Import PDF, OCR and rename using Automator.

dorich · September 21, 2016, 5:57am

As the subject line suggests I want to use Automator to move a pdf into DTP, OCR the resulting import and then move the document to a new group with a new name. However, I’m stuck on a couple of issues.
I should also note that I want to do this without using applescript.

Looking at the OCR DTP function in Automator I couldn’t see any way to apply it from within DTP. So I took the following approach. I indexed a folder external to DTP with the intention of applying the OCR function to the file when seen from the Finder. To test this I created an Automator Service that has the following steps.

Get Selected Finder Items
OCR Items (The DTP function)
Rename PDF documents

This ‘sorta’ works but with the following problems:

I end up with two pdf documents, both have a text layer.
The resulting pdf’s are moved to whichever DTP group is currently in focus within DTP. I’ve tried controlling this by adding Automator elements that open a specific database and make a particular group active, but that doesn’t work and the pdf’s still go to the last highlighted group in DTP.
The renaming function doesn’t work, perhaps because its a finder function and the new file is inside DTP.

I searched around the forum for help on this but it seems that a lot of solutions use applescript. I couldn’t find any documentation on an automator approach.

Ultimately I want to use Hazel to detect downloaded files and move them to folder where they can be imported into DTP, processed and stored in a specific group.

I would really appreciate some guidance on how to apply the OCR function using Automator and any other wisdom that anyone can impart on this subject.

Thanks

korm · September 21, 2016, 9:55am

Is there a reason why you do not want to use AppleScript?

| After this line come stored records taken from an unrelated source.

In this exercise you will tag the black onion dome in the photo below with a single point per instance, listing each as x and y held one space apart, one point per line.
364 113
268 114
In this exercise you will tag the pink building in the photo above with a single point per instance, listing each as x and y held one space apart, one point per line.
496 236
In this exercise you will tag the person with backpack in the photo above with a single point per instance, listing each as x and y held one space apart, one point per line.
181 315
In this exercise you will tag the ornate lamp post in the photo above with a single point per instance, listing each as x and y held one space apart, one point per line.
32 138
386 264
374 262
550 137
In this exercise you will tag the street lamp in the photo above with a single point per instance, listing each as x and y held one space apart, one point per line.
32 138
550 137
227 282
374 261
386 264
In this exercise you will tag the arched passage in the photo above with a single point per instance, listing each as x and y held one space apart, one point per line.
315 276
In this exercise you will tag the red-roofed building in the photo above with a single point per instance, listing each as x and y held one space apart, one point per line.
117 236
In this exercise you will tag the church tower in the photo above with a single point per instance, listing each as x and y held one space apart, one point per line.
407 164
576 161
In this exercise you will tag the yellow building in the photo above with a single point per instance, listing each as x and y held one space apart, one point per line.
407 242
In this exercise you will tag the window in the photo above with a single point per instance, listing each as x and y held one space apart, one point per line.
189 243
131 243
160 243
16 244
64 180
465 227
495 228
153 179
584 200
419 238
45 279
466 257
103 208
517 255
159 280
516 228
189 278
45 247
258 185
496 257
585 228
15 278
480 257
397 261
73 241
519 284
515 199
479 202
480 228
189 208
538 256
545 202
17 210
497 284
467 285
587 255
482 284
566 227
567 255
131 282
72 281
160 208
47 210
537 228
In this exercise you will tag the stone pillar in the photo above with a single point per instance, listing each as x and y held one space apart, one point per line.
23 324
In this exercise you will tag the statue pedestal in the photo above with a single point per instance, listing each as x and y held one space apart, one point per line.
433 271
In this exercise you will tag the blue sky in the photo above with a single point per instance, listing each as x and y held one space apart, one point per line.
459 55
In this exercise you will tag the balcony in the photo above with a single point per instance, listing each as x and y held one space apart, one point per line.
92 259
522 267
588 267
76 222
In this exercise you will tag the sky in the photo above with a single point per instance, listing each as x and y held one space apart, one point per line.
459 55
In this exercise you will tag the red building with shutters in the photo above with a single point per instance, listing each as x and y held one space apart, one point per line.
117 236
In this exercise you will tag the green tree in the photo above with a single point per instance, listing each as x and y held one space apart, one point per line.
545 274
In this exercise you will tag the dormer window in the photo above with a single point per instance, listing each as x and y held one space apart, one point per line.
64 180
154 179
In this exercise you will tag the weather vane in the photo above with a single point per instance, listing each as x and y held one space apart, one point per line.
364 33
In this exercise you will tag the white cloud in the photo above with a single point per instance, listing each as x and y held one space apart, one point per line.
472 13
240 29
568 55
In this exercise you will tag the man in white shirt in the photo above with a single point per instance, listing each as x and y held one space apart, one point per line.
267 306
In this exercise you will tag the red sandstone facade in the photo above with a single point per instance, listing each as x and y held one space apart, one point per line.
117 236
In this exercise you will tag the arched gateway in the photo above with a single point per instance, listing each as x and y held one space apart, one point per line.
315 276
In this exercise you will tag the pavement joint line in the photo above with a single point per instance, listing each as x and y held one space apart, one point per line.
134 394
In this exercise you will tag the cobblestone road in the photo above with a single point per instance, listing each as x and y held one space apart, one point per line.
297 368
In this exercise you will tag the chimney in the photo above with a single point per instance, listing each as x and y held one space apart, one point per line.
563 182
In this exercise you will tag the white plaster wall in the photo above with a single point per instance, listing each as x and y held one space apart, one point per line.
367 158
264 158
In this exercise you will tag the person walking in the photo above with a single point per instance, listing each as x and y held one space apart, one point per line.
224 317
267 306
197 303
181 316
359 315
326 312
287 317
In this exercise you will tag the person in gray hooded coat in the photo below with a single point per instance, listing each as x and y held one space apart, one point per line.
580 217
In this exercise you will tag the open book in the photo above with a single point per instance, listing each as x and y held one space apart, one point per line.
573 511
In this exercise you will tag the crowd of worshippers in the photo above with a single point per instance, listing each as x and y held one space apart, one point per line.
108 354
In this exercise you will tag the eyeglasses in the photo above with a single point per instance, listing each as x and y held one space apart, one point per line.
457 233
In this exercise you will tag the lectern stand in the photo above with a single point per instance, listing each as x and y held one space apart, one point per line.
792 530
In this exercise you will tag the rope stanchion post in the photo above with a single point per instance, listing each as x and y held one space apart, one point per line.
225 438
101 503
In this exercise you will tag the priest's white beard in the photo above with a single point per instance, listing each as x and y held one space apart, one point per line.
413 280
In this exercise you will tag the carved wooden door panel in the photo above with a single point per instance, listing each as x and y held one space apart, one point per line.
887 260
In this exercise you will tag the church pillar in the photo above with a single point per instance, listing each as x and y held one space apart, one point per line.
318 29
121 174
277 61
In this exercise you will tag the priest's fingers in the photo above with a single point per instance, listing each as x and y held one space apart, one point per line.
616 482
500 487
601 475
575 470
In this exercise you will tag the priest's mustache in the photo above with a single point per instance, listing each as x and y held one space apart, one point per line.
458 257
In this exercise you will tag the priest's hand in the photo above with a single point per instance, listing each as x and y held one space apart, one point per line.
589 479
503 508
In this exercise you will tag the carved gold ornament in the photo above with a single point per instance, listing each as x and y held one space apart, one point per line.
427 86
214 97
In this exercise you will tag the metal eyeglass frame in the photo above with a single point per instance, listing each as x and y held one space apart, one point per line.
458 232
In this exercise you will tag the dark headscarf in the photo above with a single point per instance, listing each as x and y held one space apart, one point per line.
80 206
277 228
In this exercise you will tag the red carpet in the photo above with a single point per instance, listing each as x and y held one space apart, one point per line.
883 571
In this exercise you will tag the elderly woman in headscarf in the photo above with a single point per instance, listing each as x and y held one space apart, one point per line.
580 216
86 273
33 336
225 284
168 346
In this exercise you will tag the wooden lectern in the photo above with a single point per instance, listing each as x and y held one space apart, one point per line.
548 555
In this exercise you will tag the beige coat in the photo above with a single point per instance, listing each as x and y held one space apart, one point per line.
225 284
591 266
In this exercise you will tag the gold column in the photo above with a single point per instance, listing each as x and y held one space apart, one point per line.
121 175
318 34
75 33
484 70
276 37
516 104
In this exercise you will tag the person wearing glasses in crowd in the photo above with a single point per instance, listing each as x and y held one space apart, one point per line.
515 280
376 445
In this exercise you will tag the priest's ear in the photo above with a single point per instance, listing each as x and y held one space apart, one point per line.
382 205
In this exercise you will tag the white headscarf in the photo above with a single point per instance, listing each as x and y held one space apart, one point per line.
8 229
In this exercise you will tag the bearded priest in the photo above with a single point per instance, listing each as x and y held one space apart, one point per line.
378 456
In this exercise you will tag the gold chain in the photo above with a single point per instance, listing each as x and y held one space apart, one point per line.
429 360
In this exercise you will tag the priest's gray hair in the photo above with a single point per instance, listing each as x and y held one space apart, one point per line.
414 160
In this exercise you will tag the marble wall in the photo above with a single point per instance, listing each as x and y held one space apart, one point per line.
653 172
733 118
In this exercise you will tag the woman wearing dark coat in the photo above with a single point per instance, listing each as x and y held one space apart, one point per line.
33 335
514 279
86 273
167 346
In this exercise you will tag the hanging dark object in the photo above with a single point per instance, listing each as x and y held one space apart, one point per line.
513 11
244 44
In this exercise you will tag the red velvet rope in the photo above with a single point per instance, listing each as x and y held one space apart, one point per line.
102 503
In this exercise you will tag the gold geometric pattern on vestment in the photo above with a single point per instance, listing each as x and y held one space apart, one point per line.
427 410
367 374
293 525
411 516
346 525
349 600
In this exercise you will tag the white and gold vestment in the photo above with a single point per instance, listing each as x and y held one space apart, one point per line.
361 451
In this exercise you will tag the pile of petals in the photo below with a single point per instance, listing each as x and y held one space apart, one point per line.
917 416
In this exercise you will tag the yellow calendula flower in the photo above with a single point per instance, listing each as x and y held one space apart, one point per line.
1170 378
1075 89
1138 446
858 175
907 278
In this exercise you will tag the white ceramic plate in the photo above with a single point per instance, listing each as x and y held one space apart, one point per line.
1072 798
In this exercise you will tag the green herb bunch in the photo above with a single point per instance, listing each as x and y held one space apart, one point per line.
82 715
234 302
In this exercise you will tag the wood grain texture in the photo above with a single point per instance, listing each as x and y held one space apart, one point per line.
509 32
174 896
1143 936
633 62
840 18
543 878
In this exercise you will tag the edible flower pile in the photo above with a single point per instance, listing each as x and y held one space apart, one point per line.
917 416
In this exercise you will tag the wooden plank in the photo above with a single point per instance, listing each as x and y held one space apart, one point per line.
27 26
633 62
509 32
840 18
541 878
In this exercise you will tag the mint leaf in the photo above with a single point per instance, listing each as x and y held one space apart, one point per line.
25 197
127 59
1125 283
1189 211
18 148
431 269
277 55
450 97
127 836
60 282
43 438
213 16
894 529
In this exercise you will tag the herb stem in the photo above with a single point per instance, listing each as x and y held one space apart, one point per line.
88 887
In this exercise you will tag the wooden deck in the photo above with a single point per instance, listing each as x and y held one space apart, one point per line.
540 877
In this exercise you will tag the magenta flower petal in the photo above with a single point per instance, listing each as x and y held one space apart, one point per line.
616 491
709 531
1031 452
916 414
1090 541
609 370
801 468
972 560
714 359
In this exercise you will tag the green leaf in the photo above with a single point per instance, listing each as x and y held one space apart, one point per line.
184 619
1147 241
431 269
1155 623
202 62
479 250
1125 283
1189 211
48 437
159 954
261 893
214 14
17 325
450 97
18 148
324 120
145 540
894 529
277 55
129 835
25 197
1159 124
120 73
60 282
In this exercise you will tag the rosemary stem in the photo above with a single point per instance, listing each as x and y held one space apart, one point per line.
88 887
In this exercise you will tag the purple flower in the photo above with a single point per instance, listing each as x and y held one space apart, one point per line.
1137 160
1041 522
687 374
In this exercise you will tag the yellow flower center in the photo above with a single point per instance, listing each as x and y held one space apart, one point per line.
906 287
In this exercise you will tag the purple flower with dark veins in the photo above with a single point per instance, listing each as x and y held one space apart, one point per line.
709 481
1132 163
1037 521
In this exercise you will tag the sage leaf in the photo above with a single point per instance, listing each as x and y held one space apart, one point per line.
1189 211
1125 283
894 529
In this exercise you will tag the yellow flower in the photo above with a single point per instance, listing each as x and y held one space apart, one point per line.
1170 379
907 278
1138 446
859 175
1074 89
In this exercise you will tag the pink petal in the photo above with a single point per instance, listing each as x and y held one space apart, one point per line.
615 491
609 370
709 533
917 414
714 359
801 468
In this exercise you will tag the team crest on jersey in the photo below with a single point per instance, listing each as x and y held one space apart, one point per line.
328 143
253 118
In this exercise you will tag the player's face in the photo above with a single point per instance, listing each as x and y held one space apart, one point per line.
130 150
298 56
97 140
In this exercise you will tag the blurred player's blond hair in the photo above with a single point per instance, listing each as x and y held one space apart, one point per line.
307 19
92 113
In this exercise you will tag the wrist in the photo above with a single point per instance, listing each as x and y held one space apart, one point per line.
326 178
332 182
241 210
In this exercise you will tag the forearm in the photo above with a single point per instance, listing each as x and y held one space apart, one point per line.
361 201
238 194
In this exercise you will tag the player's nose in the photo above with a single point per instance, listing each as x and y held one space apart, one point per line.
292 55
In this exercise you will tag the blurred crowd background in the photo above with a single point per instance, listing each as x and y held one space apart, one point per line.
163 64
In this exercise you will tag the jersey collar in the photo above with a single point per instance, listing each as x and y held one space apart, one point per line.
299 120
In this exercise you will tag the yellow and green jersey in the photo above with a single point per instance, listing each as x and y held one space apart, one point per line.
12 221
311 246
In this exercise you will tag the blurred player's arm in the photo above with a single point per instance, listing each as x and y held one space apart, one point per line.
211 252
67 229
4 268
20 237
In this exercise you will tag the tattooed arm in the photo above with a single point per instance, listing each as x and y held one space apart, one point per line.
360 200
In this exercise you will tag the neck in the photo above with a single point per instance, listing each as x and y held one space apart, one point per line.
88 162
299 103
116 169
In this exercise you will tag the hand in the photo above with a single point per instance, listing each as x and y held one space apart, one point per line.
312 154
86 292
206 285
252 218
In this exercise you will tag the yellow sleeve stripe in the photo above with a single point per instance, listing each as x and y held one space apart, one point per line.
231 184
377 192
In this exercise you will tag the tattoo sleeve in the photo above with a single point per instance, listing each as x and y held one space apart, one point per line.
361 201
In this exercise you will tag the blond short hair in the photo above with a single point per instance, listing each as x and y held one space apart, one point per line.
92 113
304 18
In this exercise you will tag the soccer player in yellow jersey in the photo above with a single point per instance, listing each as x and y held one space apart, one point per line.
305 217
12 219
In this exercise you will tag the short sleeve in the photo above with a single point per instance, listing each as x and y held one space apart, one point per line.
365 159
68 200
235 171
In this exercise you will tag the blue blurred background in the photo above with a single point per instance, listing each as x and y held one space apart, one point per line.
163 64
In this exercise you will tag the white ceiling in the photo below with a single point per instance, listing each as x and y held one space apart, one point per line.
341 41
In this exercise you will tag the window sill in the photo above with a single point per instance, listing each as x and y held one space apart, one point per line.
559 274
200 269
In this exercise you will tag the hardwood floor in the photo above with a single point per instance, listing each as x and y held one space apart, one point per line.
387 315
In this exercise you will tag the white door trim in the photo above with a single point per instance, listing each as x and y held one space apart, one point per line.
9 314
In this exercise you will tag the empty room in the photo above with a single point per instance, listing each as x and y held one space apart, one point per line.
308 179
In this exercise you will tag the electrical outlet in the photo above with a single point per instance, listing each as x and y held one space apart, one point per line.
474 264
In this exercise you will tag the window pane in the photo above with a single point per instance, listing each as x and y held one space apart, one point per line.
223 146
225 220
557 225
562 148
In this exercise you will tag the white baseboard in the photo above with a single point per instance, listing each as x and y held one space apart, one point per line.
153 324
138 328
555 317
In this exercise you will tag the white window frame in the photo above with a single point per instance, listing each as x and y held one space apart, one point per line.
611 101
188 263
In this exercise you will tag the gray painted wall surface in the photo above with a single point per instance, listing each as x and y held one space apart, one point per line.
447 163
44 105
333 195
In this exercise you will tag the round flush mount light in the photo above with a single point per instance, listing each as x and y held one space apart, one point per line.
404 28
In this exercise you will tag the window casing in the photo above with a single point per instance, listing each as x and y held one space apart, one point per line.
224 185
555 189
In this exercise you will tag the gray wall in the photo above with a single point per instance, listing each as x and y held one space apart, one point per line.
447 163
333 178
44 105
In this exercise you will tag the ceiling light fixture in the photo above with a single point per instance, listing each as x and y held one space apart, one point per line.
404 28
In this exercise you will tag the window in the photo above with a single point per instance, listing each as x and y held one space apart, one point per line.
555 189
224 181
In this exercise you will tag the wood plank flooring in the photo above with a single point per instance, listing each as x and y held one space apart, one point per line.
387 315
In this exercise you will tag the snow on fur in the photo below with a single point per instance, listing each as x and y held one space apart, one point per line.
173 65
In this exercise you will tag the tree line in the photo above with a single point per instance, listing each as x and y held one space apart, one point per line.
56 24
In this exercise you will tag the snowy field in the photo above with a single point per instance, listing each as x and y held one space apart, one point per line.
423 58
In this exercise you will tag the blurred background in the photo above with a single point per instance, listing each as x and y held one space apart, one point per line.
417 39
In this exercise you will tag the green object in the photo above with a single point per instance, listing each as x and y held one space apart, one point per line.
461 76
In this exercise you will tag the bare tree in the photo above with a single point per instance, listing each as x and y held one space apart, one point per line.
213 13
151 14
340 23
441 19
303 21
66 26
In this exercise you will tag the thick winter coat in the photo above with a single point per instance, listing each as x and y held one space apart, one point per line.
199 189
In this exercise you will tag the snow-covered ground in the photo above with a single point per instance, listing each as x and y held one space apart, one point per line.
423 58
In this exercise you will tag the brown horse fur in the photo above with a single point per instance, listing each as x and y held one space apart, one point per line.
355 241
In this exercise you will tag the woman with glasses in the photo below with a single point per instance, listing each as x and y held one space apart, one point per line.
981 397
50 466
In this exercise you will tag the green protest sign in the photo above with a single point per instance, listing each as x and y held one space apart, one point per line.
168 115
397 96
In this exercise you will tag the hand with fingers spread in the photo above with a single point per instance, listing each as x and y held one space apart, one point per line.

Is there a reason you want an Automator services for this. Hazel works fine with AppleScript – you can either have a script that is incorporated into Hazel itself, or you can have Hazel run an external script, or you can have Hazel put the file into a folder with a folder action. If you expect that when Hazel puts the file into a folder then that file is imported and OCRd then you should be using a folder action and not a service. The folder action that is relevant for what you want to do is “DEVONthink - Import, OCR & Delete.scpt”, which is in ~/Library/Scripts/Folder Action Scripts.

By default, when DEVONthink imports it places the document in the destination you’ve configured in Preferences > Import > Destination. Out of the box, the folder action mentioned above will place the file into that destination. There are several examples posted of a customized folder action in the forum that will place the file into a specific database > group instead.

If you still must use Automator then you should be aware that:

when DEVONthink OCRs PDFs it does not delete the non-OCR’d copy – of course, that folder action mentioned above takes care of this for you
if you OCR an item that is already “PDT+Text” then you’ll end up with two PDFs with text layers
the “Rename PDF Documents” automator action is not a DEVONthink action – it is a Finder action as you pointed out and won’t work for the reason you gave
you do need to set database > destination in Automator by using

set current group
add items to current group
ocr items